Rasulullah shalallahu alaihi wasallam bersabda, ”Barangsiapa yang beriman kepada Allah dan hari akhir, maka hendaklah ia memuliakan tamu”. (HR. Bukhari dan Muslim)

Dalam hadits ini hendaknya setiap mukmin memuliakan tamu-tamunya.

Seorang ulama bernama al-Khoththobi rahimahullah berkata, “Apabila ada tamu yang berkunjung, hendaklah ia menjamunya. Hendaklah ia memberikan jamuan lebih baik dari apa yang ia miliki sehari semalam. Namun pada hari kedua dan terakhir, hendaklah ia menghidangkan apa yang ada. Apabila berlalu tiga hari, berarti ia telah menunaikan haknya. Sementara apa yang terhidang lebih dari itu, maka terhitung sebagai shodaqoh”.

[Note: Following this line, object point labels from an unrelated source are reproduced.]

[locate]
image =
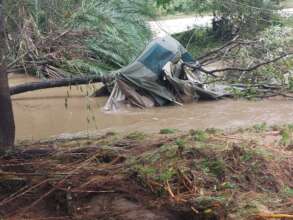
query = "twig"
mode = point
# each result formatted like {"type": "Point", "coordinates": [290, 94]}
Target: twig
{"type": "Point", "coordinates": [212, 72]}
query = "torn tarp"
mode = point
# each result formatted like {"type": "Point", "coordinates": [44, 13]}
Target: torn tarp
{"type": "Point", "coordinates": [159, 77]}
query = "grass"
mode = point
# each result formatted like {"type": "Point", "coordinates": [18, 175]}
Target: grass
{"type": "Point", "coordinates": [287, 4]}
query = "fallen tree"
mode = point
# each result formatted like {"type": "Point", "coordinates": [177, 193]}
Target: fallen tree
{"type": "Point", "coordinates": [27, 87]}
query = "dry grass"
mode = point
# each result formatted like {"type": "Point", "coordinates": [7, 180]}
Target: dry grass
{"type": "Point", "coordinates": [198, 175]}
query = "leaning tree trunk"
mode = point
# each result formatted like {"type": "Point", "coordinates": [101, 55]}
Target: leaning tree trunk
{"type": "Point", "coordinates": [7, 128]}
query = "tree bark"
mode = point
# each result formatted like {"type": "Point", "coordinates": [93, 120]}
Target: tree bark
{"type": "Point", "coordinates": [7, 127]}
{"type": "Point", "coordinates": [54, 83]}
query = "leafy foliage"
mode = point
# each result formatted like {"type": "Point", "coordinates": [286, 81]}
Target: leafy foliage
{"type": "Point", "coordinates": [103, 35]}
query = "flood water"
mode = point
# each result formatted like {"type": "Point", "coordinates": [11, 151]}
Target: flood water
{"type": "Point", "coordinates": [46, 113]}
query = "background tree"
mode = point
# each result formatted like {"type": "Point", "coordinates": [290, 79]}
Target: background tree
{"type": "Point", "coordinates": [7, 128]}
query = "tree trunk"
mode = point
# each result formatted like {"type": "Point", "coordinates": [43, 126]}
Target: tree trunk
{"type": "Point", "coordinates": [7, 127]}
{"type": "Point", "coordinates": [28, 87]}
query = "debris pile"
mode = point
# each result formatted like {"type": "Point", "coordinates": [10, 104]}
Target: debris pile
{"type": "Point", "coordinates": [211, 174]}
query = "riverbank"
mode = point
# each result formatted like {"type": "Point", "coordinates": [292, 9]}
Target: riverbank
{"type": "Point", "coordinates": [200, 174]}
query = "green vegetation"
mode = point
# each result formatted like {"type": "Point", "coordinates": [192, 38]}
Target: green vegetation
{"type": "Point", "coordinates": [287, 3]}
{"type": "Point", "coordinates": [77, 36]}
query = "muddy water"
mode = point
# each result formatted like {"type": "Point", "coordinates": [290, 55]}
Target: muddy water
{"type": "Point", "coordinates": [46, 113]}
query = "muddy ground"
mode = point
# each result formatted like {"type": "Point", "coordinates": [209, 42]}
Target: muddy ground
{"type": "Point", "coordinates": [200, 174]}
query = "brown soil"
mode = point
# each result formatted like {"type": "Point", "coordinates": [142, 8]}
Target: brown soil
{"type": "Point", "coordinates": [122, 177]}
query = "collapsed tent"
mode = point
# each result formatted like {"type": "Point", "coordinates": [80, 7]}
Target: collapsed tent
{"type": "Point", "coordinates": [159, 76]}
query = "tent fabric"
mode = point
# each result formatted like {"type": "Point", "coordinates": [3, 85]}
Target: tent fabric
{"type": "Point", "coordinates": [158, 77]}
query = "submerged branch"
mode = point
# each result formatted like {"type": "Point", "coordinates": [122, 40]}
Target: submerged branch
{"type": "Point", "coordinates": [54, 83]}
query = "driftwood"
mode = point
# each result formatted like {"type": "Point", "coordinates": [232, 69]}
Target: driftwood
{"type": "Point", "coordinates": [54, 83]}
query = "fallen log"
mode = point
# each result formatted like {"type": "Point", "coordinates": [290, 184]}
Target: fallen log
{"type": "Point", "coordinates": [28, 87]}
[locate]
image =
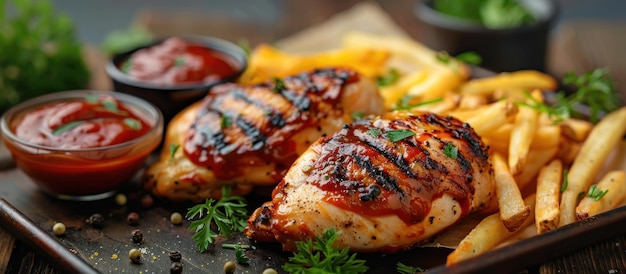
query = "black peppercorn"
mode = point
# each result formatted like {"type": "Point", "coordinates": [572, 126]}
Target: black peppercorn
{"type": "Point", "coordinates": [175, 256]}
{"type": "Point", "coordinates": [176, 268]}
{"type": "Point", "coordinates": [137, 236]}
{"type": "Point", "coordinates": [133, 219]}
{"type": "Point", "coordinates": [96, 220]}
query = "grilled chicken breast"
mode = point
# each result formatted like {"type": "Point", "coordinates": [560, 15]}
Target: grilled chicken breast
{"type": "Point", "coordinates": [386, 183]}
{"type": "Point", "coordinates": [250, 135]}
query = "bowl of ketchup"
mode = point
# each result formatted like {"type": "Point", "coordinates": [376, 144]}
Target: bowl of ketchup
{"type": "Point", "coordinates": [82, 145]}
{"type": "Point", "coordinates": [174, 72]}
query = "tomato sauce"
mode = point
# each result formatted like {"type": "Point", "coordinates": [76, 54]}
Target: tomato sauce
{"type": "Point", "coordinates": [176, 61]}
{"type": "Point", "coordinates": [95, 122]}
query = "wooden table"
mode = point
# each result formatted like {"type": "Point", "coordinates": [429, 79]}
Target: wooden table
{"type": "Point", "coordinates": [575, 45]}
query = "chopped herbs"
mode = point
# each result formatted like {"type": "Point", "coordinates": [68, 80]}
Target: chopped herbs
{"type": "Point", "coordinates": [399, 134]}
{"type": "Point", "coordinates": [596, 193]}
{"type": "Point", "coordinates": [173, 149]}
{"type": "Point", "coordinates": [321, 256]}
{"type": "Point", "coordinates": [450, 150]}
{"type": "Point", "coordinates": [132, 123]}
{"type": "Point", "coordinates": [388, 79]}
{"type": "Point", "coordinates": [565, 181]}
{"type": "Point", "coordinates": [407, 269]}
{"type": "Point", "coordinates": [279, 85]}
{"type": "Point", "coordinates": [374, 132]}
{"type": "Point", "coordinates": [67, 127]}
{"type": "Point", "coordinates": [470, 57]}
{"type": "Point", "coordinates": [406, 102]}
{"type": "Point", "coordinates": [357, 115]}
{"type": "Point", "coordinates": [228, 214]}
{"type": "Point", "coordinates": [595, 89]}
{"type": "Point", "coordinates": [225, 122]}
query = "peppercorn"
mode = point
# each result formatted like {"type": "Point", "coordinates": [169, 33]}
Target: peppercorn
{"type": "Point", "coordinates": [133, 219]}
{"type": "Point", "coordinates": [120, 199]}
{"type": "Point", "coordinates": [58, 229]}
{"type": "Point", "coordinates": [96, 220]}
{"type": "Point", "coordinates": [176, 218]}
{"type": "Point", "coordinates": [134, 255]}
{"type": "Point", "coordinates": [176, 268]}
{"type": "Point", "coordinates": [229, 267]}
{"type": "Point", "coordinates": [137, 236]}
{"type": "Point", "coordinates": [175, 256]}
{"type": "Point", "coordinates": [269, 271]}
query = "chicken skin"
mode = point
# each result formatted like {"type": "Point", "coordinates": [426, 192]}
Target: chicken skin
{"type": "Point", "coordinates": [386, 183]}
{"type": "Point", "coordinates": [244, 136]}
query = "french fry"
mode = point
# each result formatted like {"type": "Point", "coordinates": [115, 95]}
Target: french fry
{"type": "Point", "coordinates": [596, 148]}
{"type": "Point", "coordinates": [576, 129]}
{"type": "Point", "coordinates": [521, 138]}
{"type": "Point", "coordinates": [548, 196]}
{"type": "Point", "coordinates": [519, 80]}
{"type": "Point", "coordinates": [487, 118]}
{"type": "Point", "coordinates": [513, 210]}
{"type": "Point", "coordinates": [490, 232]}
{"type": "Point", "coordinates": [613, 185]}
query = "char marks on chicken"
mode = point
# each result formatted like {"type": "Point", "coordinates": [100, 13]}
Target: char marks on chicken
{"type": "Point", "coordinates": [244, 136]}
{"type": "Point", "coordinates": [386, 183]}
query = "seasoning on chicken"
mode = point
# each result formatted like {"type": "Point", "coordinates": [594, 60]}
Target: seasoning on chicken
{"type": "Point", "coordinates": [244, 136]}
{"type": "Point", "coordinates": [386, 183]}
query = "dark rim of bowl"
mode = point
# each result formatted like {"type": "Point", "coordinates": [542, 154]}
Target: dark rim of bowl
{"type": "Point", "coordinates": [425, 11]}
{"type": "Point", "coordinates": [136, 102]}
{"type": "Point", "coordinates": [221, 45]}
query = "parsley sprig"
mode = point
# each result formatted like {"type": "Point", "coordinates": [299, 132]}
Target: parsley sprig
{"type": "Point", "coordinates": [321, 256]}
{"type": "Point", "coordinates": [595, 89]}
{"type": "Point", "coordinates": [229, 214]}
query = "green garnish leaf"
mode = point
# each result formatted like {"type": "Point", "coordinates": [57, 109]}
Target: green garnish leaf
{"type": "Point", "coordinates": [229, 214]}
{"type": "Point", "coordinates": [596, 193]}
{"type": "Point", "coordinates": [450, 150]}
{"type": "Point", "coordinates": [357, 115]}
{"type": "Point", "coordinates": [470, 57]}
{"type": "Point", "coordinates": [406, 104]}
{"type": "Point", "coordinates": [595, 89]}
{"type": "Point", "coordinates": [132, 123]}
{"type": "Point", "coordinates": [321, 256]}
{"type": "Point", "coordinates": [374, 132]}
{"type": "Point", "coordinates": [173, 149]}
{"type": "Point", "coordinates": [67, 127]}
{"type": "Point", "coordinates": [407, 269]}
{"type": "Point", "coordinates": [225, 122]}
{"type": "Point", "coordinates": [388, 79]}
{"type": "Point", "coordinates": [399, 134]}
{"type": "Point", "coordinates": [279, 85]}
{"type": "Point", "coordinates": [179, 61]}
{"type": "Point", "coordinates": [565, 181]}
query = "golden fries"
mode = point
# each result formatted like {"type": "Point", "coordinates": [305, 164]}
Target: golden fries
{"type": "Point", "coordinates": [605, 195]}
{"type": "Point", "coordinates": [601, 140]}
{"type": "Point", "coordinates": [513, 210]}
{"type": "Point", "coordinates": [548, 196]}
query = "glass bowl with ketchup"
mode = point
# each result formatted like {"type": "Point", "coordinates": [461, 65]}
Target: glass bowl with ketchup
{"type": "Point", "coordinates": [82, 145]}
{"type": "Point", "coordinates": [175, 72]}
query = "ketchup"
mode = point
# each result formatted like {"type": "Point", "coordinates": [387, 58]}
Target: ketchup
{"type": "Point", "coordinates": [94, 122]}
{"type": "Point", "coordinates": [176, 61]}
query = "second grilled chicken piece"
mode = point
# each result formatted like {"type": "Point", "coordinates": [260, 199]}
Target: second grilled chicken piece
{"type": "Point", "coordinates": [386, 184]}
{"type": "Point", "coordinates": [244, 136]}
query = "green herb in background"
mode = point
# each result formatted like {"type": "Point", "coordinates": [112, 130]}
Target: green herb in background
{"type": "Point", "coordinates": [124, 40]}
{"type": "Point", "coordinates": [39, 52]}
{"type": "Point", "coordinates": [489, 13]}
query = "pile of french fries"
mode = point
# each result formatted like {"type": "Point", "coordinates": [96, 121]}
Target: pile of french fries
{"type": "Point", "coordinates": [543, 169]}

Selanjutnya, adab yang ketujuh adalah, hendaknya tuan rumah yang melayani tamu.

Melayani tamunya sendiri merupakan salah satu adab yang dianjurkan dalam al-Qur’an, sebagaimana disebutkan dalam kisah Nabi Ibrohim.

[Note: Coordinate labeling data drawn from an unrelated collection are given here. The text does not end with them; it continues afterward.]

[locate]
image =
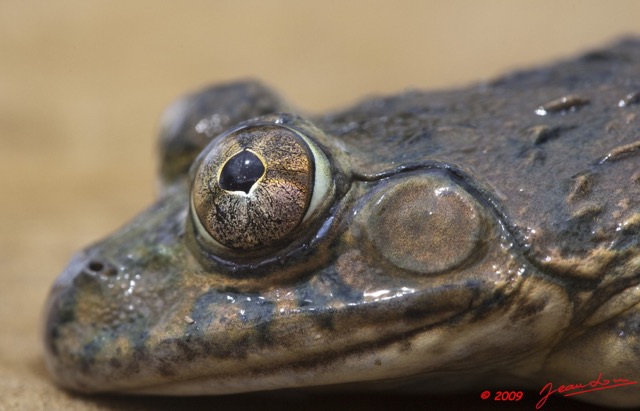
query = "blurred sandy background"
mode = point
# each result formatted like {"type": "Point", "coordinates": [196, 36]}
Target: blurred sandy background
{"type": "Point", "coordinates": [82, 85]}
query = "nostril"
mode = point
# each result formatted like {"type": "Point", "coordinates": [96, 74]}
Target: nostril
{"type": "Point", "coordinates": [95, 266]}
{"type": "Point", "coordinates": [98, 267]}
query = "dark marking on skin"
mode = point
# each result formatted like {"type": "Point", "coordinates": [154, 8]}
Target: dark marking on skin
{"type": "Point", "coordinates": [583, 184]}
{"type": "Point", "coordinates": [588, 211]}
{"type": "Point", "coordinates": [621, 152]}
{"type": "Point", "coordinates": [630, 99]}
{"type": "Point", "coordinates": [527, 309]}
{"type": "Point", "coordinates": [562, 105]}
{"type": "Point", "coordinates": [542, 133]}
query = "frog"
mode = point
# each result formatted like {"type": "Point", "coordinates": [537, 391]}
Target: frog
{"type": "Point", "coordinates": [444, 241]}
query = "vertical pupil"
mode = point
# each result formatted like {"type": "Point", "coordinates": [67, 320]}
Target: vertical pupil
{"type": "Point", "coordinates": [241, 172]}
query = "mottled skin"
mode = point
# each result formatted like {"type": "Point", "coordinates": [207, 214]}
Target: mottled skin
{"type": "Point", "coordinates": [480, 237]}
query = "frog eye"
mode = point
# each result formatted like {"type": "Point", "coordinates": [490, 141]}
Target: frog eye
{"type": "Point", "coordinates": [257, 185]}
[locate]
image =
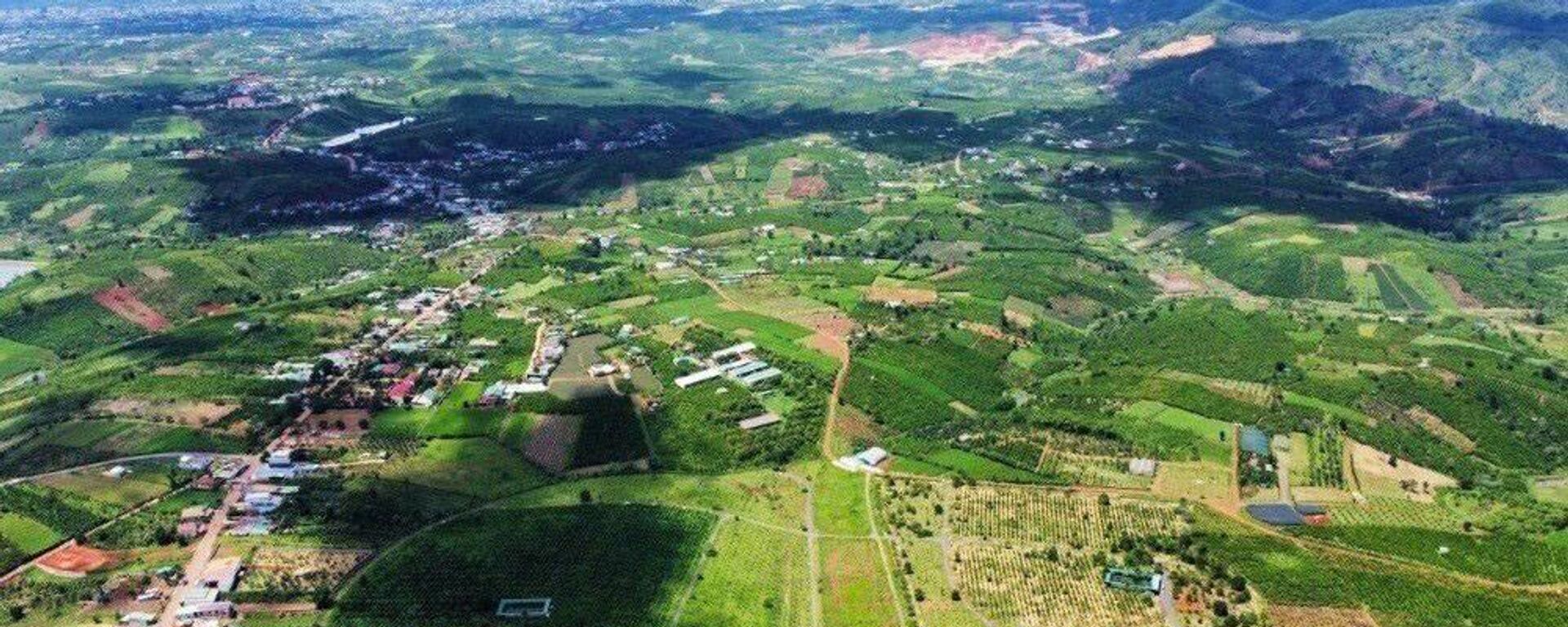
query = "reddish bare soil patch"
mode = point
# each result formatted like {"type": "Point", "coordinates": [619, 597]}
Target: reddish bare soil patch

“Maka Ibrohim pergi dengan diam-diam menemui keluarganya, kemudian dibawanya daging anak sapi gemuk. Lalu dihidangkannya kepada mereka. kemudian Ibrohim berkata, “Silahkan anda makan”.

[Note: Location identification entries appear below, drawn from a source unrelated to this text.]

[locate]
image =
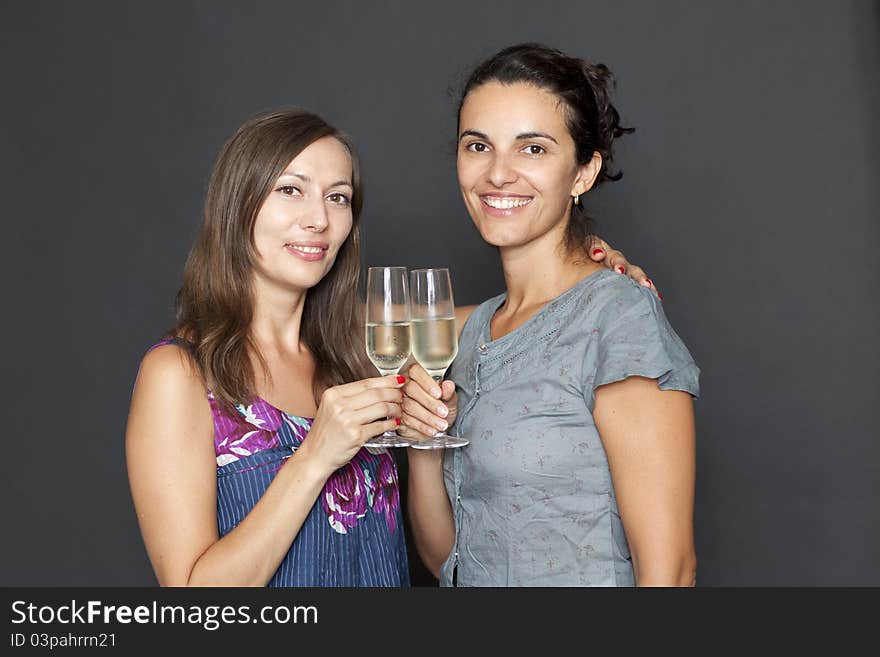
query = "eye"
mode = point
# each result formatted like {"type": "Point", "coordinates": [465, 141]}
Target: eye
{"type": "Point", "coordinates": [339, 198]}
{"type": "Point", "coordinates": [477, 147]}
{"type": "Point", "coordinates": [534, 149]}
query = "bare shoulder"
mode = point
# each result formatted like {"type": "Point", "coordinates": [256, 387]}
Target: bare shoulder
{"type": "Point", "coordinates": [461, 316]}
{"type": "Point", "coordinates": [169, 398]}
{"type": "Point", "coordinates": [169, 368]}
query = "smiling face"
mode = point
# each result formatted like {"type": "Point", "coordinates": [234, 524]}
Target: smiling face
{"type": "Point", "coordinates": [306, 218]}
{"type": "Point", "coordinates": [516, 164]}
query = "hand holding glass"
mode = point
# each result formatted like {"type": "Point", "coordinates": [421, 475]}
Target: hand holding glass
{"type": "Point", "coordinates": [388, 331]}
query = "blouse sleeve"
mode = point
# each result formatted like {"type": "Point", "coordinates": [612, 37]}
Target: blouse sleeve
{"type": "Point", "coordinates": [635, 339]}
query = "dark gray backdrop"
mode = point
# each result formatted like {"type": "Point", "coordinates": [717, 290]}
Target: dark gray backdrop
{"type": "Point", "coordinates": [750, 196]}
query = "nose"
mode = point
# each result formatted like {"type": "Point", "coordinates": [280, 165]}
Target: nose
{"type": "Point", "coordinates": [500, 171]}
{"type": "Point", "coordinates": [315, 217]}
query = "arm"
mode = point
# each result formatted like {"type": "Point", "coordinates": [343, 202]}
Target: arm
{"type": "Point", "coordinates": [172, 473]}
{"type": "Point", "coordinates": [611, 258]}
{"type": "Point", "coordinates": [649, 437]}
{"type": "Point", "coordinates": [430, 512]}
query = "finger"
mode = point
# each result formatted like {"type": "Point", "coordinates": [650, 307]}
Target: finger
{"type": "Point", "coordinates": [618, 262]}
{"type": "Point", "coordinates": [357, 387]}
{"type": "Point", "coordinates": [424, 415]}
{"type": "Point", "coordinates": [374, 396]}
{"type": "Point", "coordinates": [599, 249]}
{"type": "Point", "coordinates": [638, 275]}
{"type": "Point", "coordinates": [375, 428]}
{"type": "Point", "coordinates": [418, 374]}
{"type": "Point", "coordinates": [413, 424]}
{"type": "Point", "coordinates": [419, 395]}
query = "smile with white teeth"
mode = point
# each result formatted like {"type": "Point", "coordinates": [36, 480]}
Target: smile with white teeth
{"type": "Point", "coordinates": [306, 249]}
{"type": "Point", "coordinates": [505, 203]}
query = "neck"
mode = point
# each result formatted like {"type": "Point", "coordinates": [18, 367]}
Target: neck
{"type": "Point", "coordinates": [543, 269]}
{"type": "Point", "coordinates": [277, 319]}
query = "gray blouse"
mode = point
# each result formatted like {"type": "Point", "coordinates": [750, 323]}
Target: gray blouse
{"type": "Point", "coordinates": [532, 494]}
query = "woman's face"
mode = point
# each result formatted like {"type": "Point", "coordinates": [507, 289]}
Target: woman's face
{"type": "Point", "coordinates": [516, 163]}
{"type": "Point", "coordinates": [305, 218]}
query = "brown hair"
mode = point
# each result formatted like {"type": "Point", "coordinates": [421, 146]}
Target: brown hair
{"type": "Point", "coordinates": [215, 304]}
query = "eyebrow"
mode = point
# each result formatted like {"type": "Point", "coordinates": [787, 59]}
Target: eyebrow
{"type": "Point", "coordinates": [519, 137]}
{"type": "Point", "coordinates": [306, 179]}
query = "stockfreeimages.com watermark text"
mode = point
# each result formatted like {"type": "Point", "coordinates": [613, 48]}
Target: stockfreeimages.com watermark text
{"type": "Point", "coordinates": [210, 617]}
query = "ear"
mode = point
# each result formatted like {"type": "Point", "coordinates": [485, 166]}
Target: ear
{"type": "Point", "coordinates": [587, 174]}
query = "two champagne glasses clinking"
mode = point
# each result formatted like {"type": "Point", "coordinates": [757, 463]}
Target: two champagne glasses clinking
{"type": "Point", "coordinates": [421, 324]}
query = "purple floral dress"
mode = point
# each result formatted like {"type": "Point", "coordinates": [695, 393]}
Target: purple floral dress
{"type": "Point", "coordinates": [353, 535]}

Dari ayat ini, kita tahu bahwa Nabi Ibrohim alihissalaam yang menyuguhkan makanannya sendiri ke tamu-tamunya, tidak dengan pembantu atau pelayannya.

Adab yang kedelapan adalah, berbuat baik pada tamu selama ia tinggal di rumah.

Berbuat baik pada tamu selama ia tinggal di rumah kita merupakan adab yang sangat dianjurkan, karena dengan seperti itu akan lebih terjalin sebuah tali persaudaraan yang baik.

Adapun cara berbuat baik pada tamu bisa dengan berbagai cara, misalnya, dengan menyediakan tempat tidur yang layak, mencegah keributan anak-anak agar tidak mengganggu sang tamu, memberikan handuk yang bersih untuk sang tamu, dan menyiapkan atau menyediakan segala keperluan yang dibutuhkan oleh sang tamu dalam kesehariannya dan lain-lain.

Selanjutnya, adab yang kesembilan, hendaklah mengantarkan kepulangan tamu sampai pintu.

Jika tamu akan pamit pulang, maka sang tuan rumah dianjurkan untuk mengantarkannya sampai ke pintu depan rumah. Hal ini untuk memuliakan dan menghormati tamunya. Jangan sampai sang tuan rumah hanya mempersilakan kepergian tamunya sambil duduk saja, akan tetapi mengantar kepergian tamunya sampai keluar.

Adab yang kesepuluh, atau adab yang terakhir adalah, hendaknya tuan rumah tidak masuk ke rumah dan mengunci pintu, kecuali setelah tamu benar-benar pergi.

Tuan rumah tidak diperkenankan untuk masuk kembali ke dalam rumah dan menutup atau mengunci pintu, kecuali setelah tamunya pergi dan menaiki kendaraan atau kendaraannya telah berjalan. Adab ini termasuk bentuk memuliakan tamu dan menghormati tamu serta berlaku sopan terhadap tamu.

Demikianlah adab dalam menerima tamu yang telah kita pelajari, semoga setelah kita mengetahui adab-adab bertamu, baik bagi tamu atau bagi tuan rumah, kita menjadi tamu atau menjadi tuan rumah yang tidak hanya menunaikan keperluannya semata, tapi bernilai ibadah di sisi Allah. Wallahu a’lam.